One key to the success of this project is that it places strict boundaries on what can be accepted as an amendment to the parent protocol, Cola says. For example, he says a card study applies to visits in which a physician and a patient interact face-to-face.
"This is designed for a busy private practice physician to pull a card out of his pocket and say, 'Now that we've done our visit, here are a couple of extra questions I'm going to use as part of a research study, and here is a consent form for you to sign," Cola says.
He said it wouldn't apply, for example, to a physician who wanted to call patients at home and ask these questions. "You've changed the method and now that would have to be reviewed separately as a new protocol for the IRB."
Cola sees the potential for this protocol to continue to be open indefinitely, with periodic reviews to ensure that it continues to satisfy regulations.
"The regulatory environment changes over time, at least the interpretations of those regulations change," he says. "The question is will we view this the same way in 2015 that we did when we first reviewed this protocol in 2010?"
In addition to yearly continuing review, the IRB office looks at protocols that have been open for at least five years to specifically question whether they still are in accord with current regulatory thinking.

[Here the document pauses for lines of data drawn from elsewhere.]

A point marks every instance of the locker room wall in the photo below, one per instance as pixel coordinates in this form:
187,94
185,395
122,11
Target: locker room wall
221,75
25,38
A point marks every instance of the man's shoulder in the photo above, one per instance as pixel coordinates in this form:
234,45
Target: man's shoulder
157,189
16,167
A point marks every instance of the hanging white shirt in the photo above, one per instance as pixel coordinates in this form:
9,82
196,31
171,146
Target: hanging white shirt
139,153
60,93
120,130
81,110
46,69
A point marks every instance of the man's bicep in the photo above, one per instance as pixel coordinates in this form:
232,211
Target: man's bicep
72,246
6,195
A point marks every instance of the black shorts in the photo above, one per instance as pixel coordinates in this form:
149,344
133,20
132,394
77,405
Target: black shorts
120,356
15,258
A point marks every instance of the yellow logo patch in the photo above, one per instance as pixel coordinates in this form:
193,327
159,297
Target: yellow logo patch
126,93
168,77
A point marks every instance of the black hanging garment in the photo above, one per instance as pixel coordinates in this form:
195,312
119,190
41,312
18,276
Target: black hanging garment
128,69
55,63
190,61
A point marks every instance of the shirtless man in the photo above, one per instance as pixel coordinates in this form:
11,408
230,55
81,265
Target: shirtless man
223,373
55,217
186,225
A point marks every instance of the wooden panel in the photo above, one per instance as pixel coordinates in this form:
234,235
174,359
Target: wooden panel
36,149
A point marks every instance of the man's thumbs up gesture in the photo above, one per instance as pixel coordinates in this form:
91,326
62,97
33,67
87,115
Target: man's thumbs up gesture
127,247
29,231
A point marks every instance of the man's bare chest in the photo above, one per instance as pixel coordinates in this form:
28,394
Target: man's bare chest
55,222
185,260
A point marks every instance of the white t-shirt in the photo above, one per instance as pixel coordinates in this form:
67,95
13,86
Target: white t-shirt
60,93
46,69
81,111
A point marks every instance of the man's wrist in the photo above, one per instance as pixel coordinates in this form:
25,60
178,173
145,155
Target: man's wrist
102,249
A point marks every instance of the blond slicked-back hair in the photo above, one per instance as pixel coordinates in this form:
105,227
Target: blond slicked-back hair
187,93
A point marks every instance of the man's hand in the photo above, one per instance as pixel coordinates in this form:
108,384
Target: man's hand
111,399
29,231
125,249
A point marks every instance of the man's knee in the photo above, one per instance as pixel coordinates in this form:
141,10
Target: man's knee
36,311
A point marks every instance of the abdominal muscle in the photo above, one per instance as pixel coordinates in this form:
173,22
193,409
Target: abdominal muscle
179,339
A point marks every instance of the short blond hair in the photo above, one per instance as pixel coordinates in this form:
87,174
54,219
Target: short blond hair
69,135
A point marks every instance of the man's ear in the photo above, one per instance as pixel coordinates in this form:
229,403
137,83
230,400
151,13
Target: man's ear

While this parent protocol approach may not have wide application to other types of research methodologies, Cola says the lesson from this experience is the value of bringing people from the research and IRB sides together to work out solutions before a protocol is submitted.
"Investigators should be going to their IRBs as they're planning a study, and saying, 'Hey, can you help me think about this differently and meet me in the middle somewhere?'" Cola says. "This idea lends itself to any type of IRB, any discipline, but it brings the IRB into the development of research design much earlier than most people do."
Hamilton MD, Cola PA, Terchek JJ, et al. A Novel Protocol for Streamlined IRB Review of Practice-based Research Network Card Studies. J Am Board Fam Med 2011 Sep-Oct;24(5):605-9.